Authors: Delna Shroff

Abstract:

Merchant shipping is an occupation with a high rate of fatal injuries caused by organizational accidents and maritime disasters. In most accident investigations, the leader’s actions are under scrutiny and point out the necessity to investigate the leader’s decisions in critical conditions. While several leadership studies have been carried out in the past, there is a tendency for most research to focus on holders of formal positions. The unit of analysis in most studies has been the ‘individual.’ A need is, therefore, felt to adopt a practice-based perspective of leadership, understand how leadership emerges to affect maritime safety. This paper explores the phenomenon of distributed leadership among seafarers more holistically. It further examines the role of one form of distributed leadership, that is, planfully aligned leadership in the emergency response of the team. A mixed design will be applied. In the first phase, the data gathered by way of semi-structured interviews will be used to explore the seafarer’s implicit understanding of leadership. The data will be used to develop a conceptual framework of distributed leadership, specific to the maritime context. This framework will be used to develop a simulation. Experimental design will be used to examine the relationship between planfully aligned leadership and emergency response of the team members during navigation. Findings show that planfully aligned leadership significantly and positively predicts the emergency response of team members.

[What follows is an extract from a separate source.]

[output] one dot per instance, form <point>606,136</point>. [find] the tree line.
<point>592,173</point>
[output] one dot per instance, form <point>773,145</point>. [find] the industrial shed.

Planfully aligned leadership leads to a better emergency response of the team members as compared to authoritarian leadership. In the third qualitative phase, additional data will be gathered through semi-structured interviews to further validate the findings to gain a more complete understanding of distributed leadership and its relation to emergency response. Above are the predictive results; the study expects to be a cornerstone of safety leadership research and has important implications for leadership development and training within the maritime industry.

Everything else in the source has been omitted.